Eu tive que ouvir, muitas vezes, xingamentos. Era seguido e empurrado por alunos mais velhos no primeiro colégio em que estudei. Já entrei em sala de aula, no segundo colégio, e no primeiro dia tive que ouvir gritinhos de gay e viadinho de pessoas que mal tinham conversado comigo alguma vez na existência.
[Preciso comentar que nessa época eu ainda lutava comigo mesmo e com essa ideia de orientação sexual. Ainda me apaixonava por meninas, ainda que platonicamente, e inclusive tive a chance de abandonar o platonismo e de fato me envolver com elas. Somente depois do colégio, anos depois, que tive a chance de ser enquadrado em qualquer classificação de homossexual, se formos considerar a necessidade de uma prática para essa definição. Se eu pensava antes, se sentia atração, desejo? Sim. Se entendia, manifestava ou procurava? De forma alguma no colégio. O que meus amados colegas percebiam? Que eu não tinha um comportamento marcadamente masculino, não jogava futebol, era frágil, sentava em posições diferentes, era flexível, falava manso. Gênero. Ser gay não é uma escolha: é uma marcação identitária que define a pessoa, que congela sua existência associando-a a determinadas práticas, desejos ou corporalidades].

O menino [que falta de respeito, recomecemos o parágrafo!]
Zach Harrington cometeu suicídio, provavelmente por não suportar a oposição que teria que viver, talvez, durante toda sua vida, por conta de uma imposição de identidade. Eu não entendo o que pode ter se processado na cabeça dele, pois quando as ideias de abandonar a existência vinham me visitar, eu as repudiava baseado na fé de que não-viver, pra quem nasceu, não faz sentido. Essa mania humana de querer dominar tudo, inclusive a duração do tempo de uma vida é algo que me assombra. Jorge Drexler canta sobre a obsessão humana de querer perdurar, e Neil Gaiman, através de sua personagem Morte, já disse em um lindo diálogo entre ela e um bebê: ao ter sua alma capturada, o bebê pergunta à Morte "era isso tudo que eu tinha pra viver? Algumas horas?", ao que é respondido "sim, o tempo de uma vida".

Creio que eu precisaria de algumas páginas, ainda, para explicar as razões pelas quais considero o suicídio uma escolha ruim.

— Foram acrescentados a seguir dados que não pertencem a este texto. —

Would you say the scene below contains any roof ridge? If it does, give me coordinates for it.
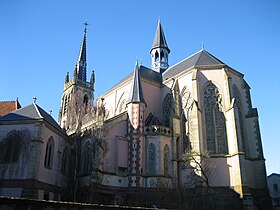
[162,49,202,75]
[0,100,17,103]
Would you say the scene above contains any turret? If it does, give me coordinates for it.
[150,21,170,73]
[127,62,147,187]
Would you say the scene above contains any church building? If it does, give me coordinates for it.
[0,21,270,209]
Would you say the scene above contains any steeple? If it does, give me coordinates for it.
[127,61,146,104]
[150,21,170,73]
[75,22,88,82]
[58,22,95,134]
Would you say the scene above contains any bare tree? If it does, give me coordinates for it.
[180,150,215,209]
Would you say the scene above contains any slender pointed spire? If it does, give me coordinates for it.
[127,60,147,106]
[150,21,170,53]
[90,71,95,87]
[76,22,88,81]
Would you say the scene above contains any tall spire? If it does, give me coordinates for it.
[76,21,88,81]
[150,21,170,73]
[150,21,170,53]
[127,60,146,104]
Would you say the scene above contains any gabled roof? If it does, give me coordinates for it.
[151,21,170,53]
[0,100,21,116]
[0,103,65,133]
[127,62,147,105]
[101,65,162,97]
[162,49,226,80]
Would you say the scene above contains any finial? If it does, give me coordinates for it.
[33,96,37,104]
[84,20,88,33]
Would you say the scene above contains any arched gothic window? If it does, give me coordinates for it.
[0,130,22,163]
[61,147,70,175]
[83,142,93,174]
[148,143,156,174]
[163,144,170,175]
[162,93,172,127]
[83,94,88,113]
[63,96,68,114]
[203,83,228,154]
[233,85,246,152]
[119,99,126,113]
[44,136,54,169]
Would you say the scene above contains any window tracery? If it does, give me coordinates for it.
[180,86,193,151]
[44,136,54,169]
[148,143,156,174]
[162,93,172,127]
[163,144,170,175]
[83,142,94,174]
[203,83,227,154]
[119,99,126,113]
[233,85,246,152]
[61,147,70,175]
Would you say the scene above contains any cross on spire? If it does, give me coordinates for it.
[84,20,88,32]
[33,96,37,104]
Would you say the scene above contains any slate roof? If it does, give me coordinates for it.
[105,65,162,97]
[0,100,21,116]
[0,103,65,133]
[150,21,170,53]
[127,62,147,105]
[162,49,226,80]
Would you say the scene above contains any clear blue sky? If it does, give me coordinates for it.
[0,0,280,174]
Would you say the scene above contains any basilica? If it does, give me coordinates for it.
[0,21,270,209]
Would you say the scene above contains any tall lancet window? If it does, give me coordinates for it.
[83,95,88,113]
[163,144,170,175]
[44,136,54,169]
[160,50,166,62]
[155,51,159,62]
[148,143,156,174]
[203,83,228,154]
[233,85,246,152]
[83,142,94,175]
[162,93,172,127]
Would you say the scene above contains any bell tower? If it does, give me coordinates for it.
[58,22,95,134]
[150,21,170,73]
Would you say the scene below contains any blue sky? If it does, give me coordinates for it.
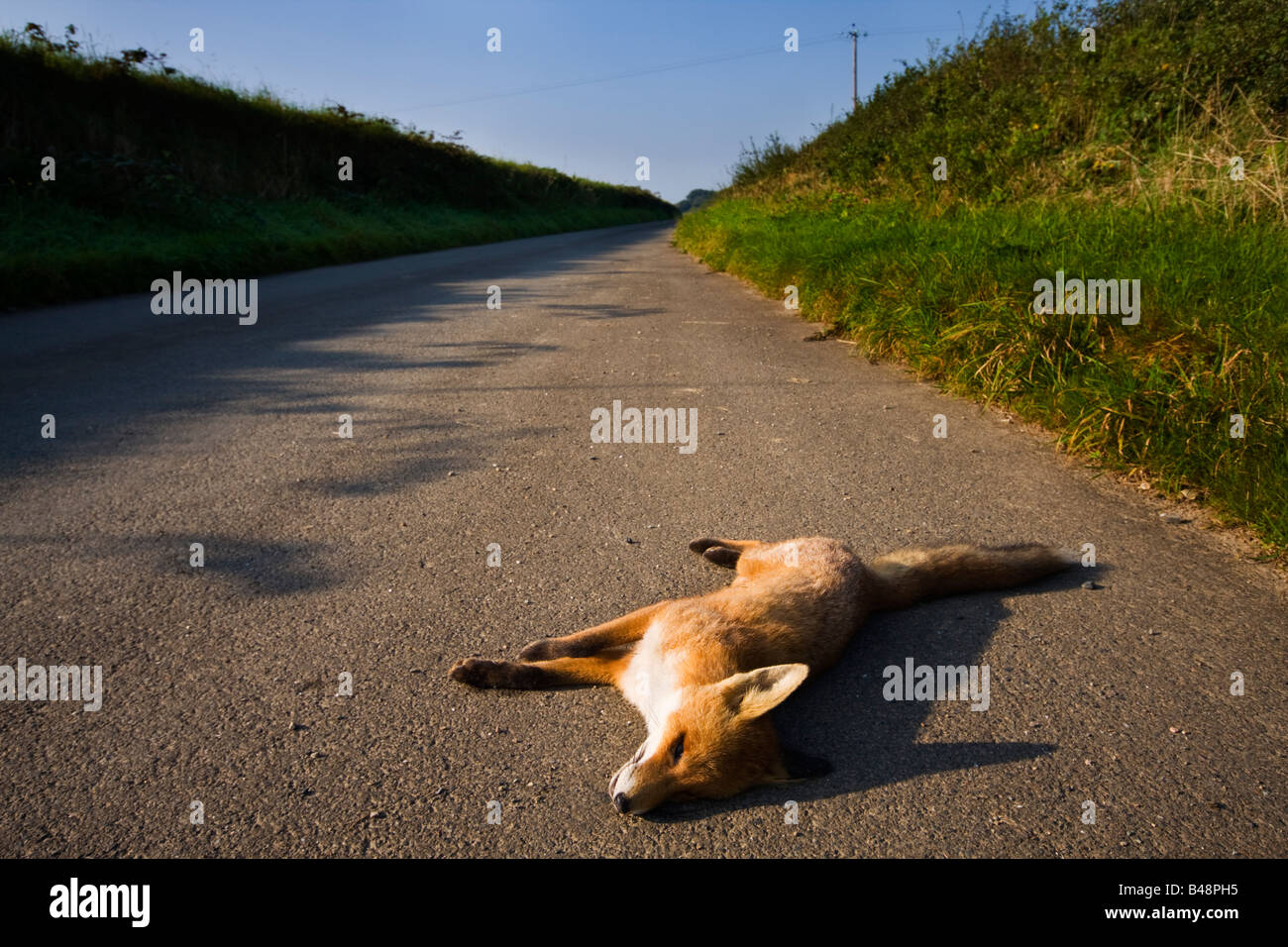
[0,0,1033,201]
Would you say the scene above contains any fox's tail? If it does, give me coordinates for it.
[867,543,1079,609]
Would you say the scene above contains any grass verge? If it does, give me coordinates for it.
[677,188,1288,554]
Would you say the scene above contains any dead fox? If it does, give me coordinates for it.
[451,537,1078,814]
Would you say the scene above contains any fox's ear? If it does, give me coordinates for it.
[716,665,808,720]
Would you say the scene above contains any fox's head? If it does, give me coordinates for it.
[608,664,819,815]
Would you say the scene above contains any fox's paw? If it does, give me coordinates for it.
[519,638,561,661]
[690,539,720,556]
[690,539,742,570]
[448,657,541,688]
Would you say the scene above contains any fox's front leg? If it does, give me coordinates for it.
[519,601,670,661]
[451,646,631,690]
[690,539,765,570]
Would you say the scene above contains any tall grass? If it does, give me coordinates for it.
[677,0,1288,553]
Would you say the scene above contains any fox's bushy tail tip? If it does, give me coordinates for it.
[868,543,1081,609]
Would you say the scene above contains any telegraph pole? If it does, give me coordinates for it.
[850,23,867,112]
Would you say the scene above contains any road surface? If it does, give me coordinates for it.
[0,224,1288,857]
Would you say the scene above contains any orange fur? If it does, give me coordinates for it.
[451,537,1077,814]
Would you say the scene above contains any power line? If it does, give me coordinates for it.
[396,26,952,112]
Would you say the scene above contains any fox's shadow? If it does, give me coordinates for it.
[644,570,1099,822]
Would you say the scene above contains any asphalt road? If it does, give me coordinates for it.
[0,224,1288,857]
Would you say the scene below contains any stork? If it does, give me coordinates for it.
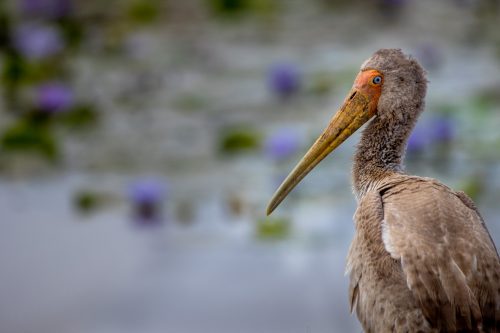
[267,49,500,332]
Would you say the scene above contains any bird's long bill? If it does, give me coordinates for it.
[267,88,374,215]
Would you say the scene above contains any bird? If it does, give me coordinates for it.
[267,49,500,332]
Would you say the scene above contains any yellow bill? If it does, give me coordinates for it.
[267,70,383,215]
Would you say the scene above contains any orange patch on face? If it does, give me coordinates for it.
[353,69,384,113]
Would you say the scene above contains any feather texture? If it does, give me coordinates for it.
[347,174,500,332]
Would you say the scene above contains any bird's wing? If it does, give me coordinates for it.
[380,178,500,331]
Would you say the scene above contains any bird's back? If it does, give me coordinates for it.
[348,174,500,332]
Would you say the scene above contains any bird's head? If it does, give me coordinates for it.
[267,49,427,215]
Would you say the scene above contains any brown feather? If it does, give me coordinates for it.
[347,49,500,332]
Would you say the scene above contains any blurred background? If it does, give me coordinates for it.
[0,0,500,333]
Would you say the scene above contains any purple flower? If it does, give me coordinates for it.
[431,115,455,143]
[129,178,166,204]
[268,63,301,98]
[36,82,74,112]
[264,129,300,160]
[129,179,167,225]
[13,24,64,60]
[20,0,73,18]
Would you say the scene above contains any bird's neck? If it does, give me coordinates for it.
[352,112,419,198]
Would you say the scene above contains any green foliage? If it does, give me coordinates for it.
[219,129,261,154]
[128,0,158,24]
[256,217,291,240]
[207,0,278,17]
[0,119,59,160]
[73,190,101,213]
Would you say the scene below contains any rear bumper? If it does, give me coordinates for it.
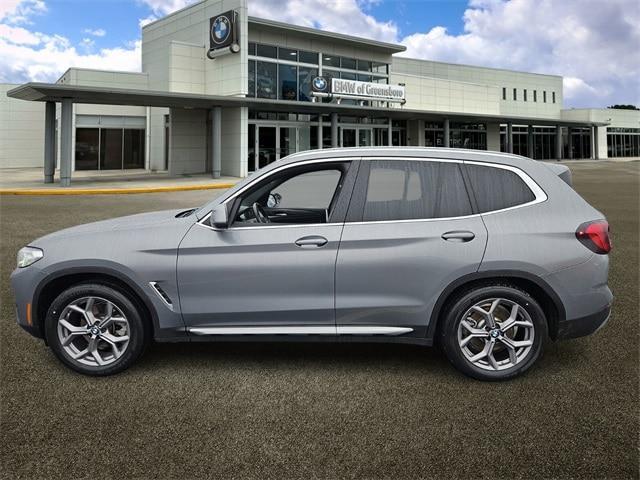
[556,305,611,340]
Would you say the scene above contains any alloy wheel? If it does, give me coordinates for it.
[57,296,130,367]
[458,298,535,371]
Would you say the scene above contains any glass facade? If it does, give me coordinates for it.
[75,127,145,170]
[500,125,556,160]
[607,127,640,158]
[247,42,389,104]
[424,122,487,150]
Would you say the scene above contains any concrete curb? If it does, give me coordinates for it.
[0,183,235,195]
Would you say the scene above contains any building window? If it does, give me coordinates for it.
[322,55,340,68]
[449,122,487,150]
[604,127,640,158]
[340,57,358,70]
[278,47,298,62]
[75,128,145,170]
[362,160,473,222]
[278,64,298,100]
[247,60,256,97]
[298,67,318,102]
[298,50,318,65]
[256,62,278,99]
[256,43,278,58]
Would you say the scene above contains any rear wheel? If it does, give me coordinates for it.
[440,285,547,380]
[45,284,148,376]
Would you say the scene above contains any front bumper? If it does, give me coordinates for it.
[11,265,44,338]
[556,305,611,340]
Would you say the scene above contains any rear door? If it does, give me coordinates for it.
[177,160,357,335]
[336,158,487,337]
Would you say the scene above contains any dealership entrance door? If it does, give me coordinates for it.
[340,127,373,147]
[248,123,311,172]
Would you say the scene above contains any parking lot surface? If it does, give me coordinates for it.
[0,162,640,480]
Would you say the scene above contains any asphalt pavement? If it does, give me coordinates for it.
[0,162,640,480]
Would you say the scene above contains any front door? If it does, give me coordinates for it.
[336,159,487,337]
[178,162,356,335]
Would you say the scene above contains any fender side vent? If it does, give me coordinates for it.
[149,282,173,309]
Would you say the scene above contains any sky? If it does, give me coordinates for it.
[0,0,640,108]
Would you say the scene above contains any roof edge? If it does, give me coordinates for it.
[248,16,407,53]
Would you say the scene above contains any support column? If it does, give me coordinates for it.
[444,118,451,148]
[60,98,73,187]
[567,127,573,160]
[44,102,56,183]
[330,112,340,148]
[527,125,535,158]
[211,107,222,178]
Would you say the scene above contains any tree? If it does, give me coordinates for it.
[607,105,640,110]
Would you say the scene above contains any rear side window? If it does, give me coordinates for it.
[362,160,472,222]
[466,164,536,213]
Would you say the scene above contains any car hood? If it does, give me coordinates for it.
[31,209,196,246]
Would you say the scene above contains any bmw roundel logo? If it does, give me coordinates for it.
[211,15,231,44]
[313,77,327,92]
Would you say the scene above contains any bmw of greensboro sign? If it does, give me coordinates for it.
[209,10,236,50]
[331,78,405,100]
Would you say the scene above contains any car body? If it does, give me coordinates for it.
[11,147,613,379]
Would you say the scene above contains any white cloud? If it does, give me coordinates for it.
[0,23,43,45]
[0,0,47,24]
[249,0,398,42]
[0,0,640,107]
[82,28,107,37]
[141,0,197,16]
[0,35,141,83]
[138,14,158,28]
[401,0,640,107]
[0,0,141,83]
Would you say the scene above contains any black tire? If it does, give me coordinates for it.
[439,284,548,381]
[45,283,151,376]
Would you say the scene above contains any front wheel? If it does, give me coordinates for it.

Quando li a matéria, me pus a pensar que diferença ele conseguiu causar com sua morte. E, mais do que isso, quanto mais não poderia ter mudado se ele permanecesse vivo e fizesse de sua existência uma luta constante pelo que acreditasse ser o correto?

Talvez, acima de tudo, o tempo de uma vida dele fosse justamente esse, de dezenove anos: o tanto que ele suportou essa dor que é viver.